CNN, Fox News Channel and MSNBC all carried the first hour of the convention live, though to different degrees.

Of the trio, the Jeff Zucker-run outlet was the most diligent on staying on the mainly pre-recorded speeches. Fox News featured Sean Hannity, perched on a riser at Fort McHenry, and went commercial free in the first hour. MSNBC anchors Rachel Maddow, Joe Reid and Nicolle Wallace cut away to fact-check speakers such as South Dakota Gov. Kristi Noem and Pence’s national security advisor Keith Kellogg.

By the time the convention slid into its second hour at 10 PM ET, the cable networks were joined by ABC, CBS and NBC. By then, though, the other news of the day was front and center. CBS’ Norah O’Donnell started with Hurricane Laura and the postponement of NBA playoff games, while other networks went in and out of the speaker lineup until Pence took the stage.
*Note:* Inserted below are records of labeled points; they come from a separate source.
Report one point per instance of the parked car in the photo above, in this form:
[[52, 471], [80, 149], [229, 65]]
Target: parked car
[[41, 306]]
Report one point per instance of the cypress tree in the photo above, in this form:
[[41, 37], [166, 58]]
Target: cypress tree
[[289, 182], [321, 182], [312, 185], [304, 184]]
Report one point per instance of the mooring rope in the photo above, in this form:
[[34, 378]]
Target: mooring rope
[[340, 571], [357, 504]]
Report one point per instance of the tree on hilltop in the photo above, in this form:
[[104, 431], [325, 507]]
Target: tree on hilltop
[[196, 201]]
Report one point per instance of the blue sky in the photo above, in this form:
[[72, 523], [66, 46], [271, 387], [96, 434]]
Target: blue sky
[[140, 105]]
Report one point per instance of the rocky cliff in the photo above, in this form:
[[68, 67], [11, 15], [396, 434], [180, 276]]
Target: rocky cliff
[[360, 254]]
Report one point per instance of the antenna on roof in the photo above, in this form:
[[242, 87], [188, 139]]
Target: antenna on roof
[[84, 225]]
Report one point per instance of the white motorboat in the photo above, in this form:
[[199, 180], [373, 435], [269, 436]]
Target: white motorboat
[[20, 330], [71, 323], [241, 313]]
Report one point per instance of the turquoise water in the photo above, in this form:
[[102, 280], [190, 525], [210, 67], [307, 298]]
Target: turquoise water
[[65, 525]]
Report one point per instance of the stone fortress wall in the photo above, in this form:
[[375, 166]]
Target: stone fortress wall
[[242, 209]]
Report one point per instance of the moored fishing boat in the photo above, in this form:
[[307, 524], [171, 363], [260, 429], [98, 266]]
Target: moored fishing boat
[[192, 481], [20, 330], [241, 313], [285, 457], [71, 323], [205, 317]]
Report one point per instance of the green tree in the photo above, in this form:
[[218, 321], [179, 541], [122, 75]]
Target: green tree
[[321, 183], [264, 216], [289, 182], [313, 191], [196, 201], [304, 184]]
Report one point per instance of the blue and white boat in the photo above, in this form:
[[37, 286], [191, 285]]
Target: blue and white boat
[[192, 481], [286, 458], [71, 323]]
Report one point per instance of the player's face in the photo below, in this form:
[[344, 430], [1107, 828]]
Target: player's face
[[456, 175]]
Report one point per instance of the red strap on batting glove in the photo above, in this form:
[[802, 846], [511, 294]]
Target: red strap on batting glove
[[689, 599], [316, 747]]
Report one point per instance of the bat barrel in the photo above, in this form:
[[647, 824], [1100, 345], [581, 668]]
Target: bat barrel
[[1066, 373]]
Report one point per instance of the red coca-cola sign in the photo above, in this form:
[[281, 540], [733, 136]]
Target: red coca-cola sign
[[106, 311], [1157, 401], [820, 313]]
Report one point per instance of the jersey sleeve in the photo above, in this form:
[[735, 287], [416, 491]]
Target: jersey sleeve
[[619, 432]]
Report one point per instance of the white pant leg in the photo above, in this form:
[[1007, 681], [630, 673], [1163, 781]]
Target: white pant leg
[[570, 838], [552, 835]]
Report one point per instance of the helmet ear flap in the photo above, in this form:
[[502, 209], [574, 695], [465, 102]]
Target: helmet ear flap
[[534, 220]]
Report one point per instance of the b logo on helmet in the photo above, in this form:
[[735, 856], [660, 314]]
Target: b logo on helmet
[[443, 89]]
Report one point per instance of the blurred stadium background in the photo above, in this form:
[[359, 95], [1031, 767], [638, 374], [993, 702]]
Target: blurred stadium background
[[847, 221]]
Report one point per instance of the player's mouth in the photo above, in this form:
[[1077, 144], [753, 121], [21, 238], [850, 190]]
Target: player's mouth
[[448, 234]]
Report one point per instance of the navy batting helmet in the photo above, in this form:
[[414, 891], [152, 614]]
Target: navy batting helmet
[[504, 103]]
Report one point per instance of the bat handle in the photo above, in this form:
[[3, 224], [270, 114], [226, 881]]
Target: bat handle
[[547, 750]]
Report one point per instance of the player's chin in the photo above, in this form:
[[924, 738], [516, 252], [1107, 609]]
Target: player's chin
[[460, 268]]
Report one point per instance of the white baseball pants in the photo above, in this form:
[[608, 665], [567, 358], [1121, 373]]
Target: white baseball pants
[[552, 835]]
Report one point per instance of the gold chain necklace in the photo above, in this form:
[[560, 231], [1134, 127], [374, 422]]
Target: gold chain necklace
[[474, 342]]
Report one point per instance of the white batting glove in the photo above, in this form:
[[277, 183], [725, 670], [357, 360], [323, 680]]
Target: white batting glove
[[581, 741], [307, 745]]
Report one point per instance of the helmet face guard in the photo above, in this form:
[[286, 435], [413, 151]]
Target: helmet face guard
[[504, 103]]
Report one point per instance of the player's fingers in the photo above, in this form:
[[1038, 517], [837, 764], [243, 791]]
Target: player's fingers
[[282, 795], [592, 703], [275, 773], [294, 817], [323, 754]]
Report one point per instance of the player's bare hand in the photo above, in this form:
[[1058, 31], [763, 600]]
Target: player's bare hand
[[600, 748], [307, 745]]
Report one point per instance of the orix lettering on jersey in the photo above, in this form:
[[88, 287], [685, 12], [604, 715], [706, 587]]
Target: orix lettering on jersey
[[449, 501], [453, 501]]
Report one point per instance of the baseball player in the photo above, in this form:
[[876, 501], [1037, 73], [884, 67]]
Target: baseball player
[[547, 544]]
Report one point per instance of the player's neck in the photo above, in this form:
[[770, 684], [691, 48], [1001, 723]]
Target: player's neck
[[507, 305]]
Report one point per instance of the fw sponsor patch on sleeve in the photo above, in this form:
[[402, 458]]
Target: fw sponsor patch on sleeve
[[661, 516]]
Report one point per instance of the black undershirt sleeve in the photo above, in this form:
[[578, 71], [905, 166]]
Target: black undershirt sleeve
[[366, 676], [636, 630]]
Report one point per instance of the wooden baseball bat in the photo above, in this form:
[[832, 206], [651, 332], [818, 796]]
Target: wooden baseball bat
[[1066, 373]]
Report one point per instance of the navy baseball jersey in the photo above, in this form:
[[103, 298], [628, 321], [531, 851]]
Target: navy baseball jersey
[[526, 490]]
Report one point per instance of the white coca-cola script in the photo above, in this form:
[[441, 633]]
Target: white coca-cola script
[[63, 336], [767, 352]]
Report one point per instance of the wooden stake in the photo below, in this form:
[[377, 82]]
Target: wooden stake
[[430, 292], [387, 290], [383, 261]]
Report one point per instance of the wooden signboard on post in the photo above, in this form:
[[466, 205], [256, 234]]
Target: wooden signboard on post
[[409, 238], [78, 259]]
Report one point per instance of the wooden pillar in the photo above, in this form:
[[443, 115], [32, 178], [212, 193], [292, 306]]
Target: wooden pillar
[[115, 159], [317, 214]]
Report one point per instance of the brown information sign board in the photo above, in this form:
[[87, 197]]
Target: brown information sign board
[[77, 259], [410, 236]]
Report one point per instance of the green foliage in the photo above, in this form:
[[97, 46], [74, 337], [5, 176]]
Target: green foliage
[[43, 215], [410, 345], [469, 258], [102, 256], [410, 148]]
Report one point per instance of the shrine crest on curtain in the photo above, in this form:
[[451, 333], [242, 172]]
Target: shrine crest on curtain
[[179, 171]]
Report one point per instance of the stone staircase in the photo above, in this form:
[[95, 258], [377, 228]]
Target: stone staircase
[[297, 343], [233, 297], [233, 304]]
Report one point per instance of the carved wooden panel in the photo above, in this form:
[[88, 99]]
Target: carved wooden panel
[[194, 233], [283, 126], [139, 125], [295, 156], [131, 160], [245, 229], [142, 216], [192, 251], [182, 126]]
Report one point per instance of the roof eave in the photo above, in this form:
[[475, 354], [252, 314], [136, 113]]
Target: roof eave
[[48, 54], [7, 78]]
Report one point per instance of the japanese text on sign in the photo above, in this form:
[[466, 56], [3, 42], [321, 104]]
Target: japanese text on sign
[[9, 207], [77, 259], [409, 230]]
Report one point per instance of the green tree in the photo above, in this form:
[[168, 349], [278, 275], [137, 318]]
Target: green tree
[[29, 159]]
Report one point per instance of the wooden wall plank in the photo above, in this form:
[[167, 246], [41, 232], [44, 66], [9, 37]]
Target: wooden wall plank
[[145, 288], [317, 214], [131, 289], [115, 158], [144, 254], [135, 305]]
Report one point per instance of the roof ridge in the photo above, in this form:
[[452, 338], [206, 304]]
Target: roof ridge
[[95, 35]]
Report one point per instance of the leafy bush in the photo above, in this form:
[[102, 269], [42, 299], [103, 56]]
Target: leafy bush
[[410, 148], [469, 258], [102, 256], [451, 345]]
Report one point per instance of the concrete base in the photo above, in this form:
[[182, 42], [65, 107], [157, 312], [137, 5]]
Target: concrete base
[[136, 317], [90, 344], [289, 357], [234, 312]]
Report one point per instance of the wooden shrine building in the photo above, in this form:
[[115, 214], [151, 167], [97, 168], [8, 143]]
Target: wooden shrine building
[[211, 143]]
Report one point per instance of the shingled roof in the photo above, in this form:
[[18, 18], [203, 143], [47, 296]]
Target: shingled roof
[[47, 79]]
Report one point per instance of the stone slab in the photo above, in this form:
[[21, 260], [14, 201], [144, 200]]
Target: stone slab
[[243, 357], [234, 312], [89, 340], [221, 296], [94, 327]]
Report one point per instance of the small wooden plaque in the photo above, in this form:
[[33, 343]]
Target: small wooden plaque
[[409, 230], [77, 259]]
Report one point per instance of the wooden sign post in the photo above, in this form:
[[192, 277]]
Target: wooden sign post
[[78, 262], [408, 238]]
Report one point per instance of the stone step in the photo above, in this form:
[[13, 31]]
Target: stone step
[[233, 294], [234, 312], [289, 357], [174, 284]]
“It was quite a performance,” Jon Karl, ABC News’ chief White House correspondent, said after the vice president’s remarks as Trump was working the crowd. “If you were just listening to Mike Pence and you didn’t know what had happened over the last six months, you would have thought that the battle over the coronavirus was a smashing success of the Trump administration.”

Pence’s duty, after all, was to put the top of the ticket in the best possible light.

As Karl put it, “a bit of revisionist history on coronavirus, but again, if you weren’t paying much attention, a pretty effective one.”